From the presented in vivo results in Table 1, we can also observe that the standard deviations are comparable/higher than the mean conductivity values before erosions are applied. Instead, after boundary erosions are applied, the standard deviations are reduced, especially for the WM. These reflect the well-known impact of noise amplification in the reconstructed conductivity maps. It has to be noted that here we refrained from applying imaging filters for denoising purposes in post-processing. This explains the higher standard deviations observed in this study compared to other studies, where imaging filters are applied. Yet, if correctly applied, these imaging filters should only lead to lower standard deviations and thus nicer looking images, but should not affect the mean conductivity values, otherwise correct quantification of mean conductivity values would be hampered. For an example of the impact of different denoising filters on EPT reconstructions, we refer to Jung et al. 2020.

Therefore, given the absence of gold standard measurements for in vivo conductivity reconstructions, we believe that the observed agreement between in vivo mean σWM and σGM values and ex vivo literature mean conductivity values gives confidence on in vivo mean σWM and σGM values for healthy subjects. These values could therefore serve as reference for future studies employing different MR-EPT techniques. Furthermore, they might also give more confidence in adopting literature values to assess RF safety (Neufeld et al. 2011; Homann et al. 2011).


In this work, we have demonstrated that boundary erosion is crucial in Helmholtz-based MR-EPT to correctly quantify mean conductivity values in the gray and white matter.

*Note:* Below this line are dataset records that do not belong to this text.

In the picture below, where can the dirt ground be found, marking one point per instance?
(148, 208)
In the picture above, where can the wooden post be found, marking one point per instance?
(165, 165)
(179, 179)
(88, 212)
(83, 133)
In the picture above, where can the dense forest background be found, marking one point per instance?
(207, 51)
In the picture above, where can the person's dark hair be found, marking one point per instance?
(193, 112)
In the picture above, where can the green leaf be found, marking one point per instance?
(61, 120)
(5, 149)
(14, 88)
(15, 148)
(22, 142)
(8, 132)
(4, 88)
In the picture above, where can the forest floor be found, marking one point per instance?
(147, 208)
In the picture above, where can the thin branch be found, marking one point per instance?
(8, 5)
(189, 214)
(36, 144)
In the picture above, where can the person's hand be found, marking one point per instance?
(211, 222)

If boundaries are not handled correctly, erroneous mean conductivity values are obtained. This can explain the large variability among the brain conductivity values reported in literature.

The in vivo σWM and σGM values obtained in this study are in line with the reported literature values measured ex vivo. The accuracy of the reconstruction procedure using a 2D derivative kernel was verified in simulation settings. The presented σWM and σGM values provide additional evidences on in-vivo WM GM conductivity values and can be used for comparison in future studies employing different MR-EPT techniques.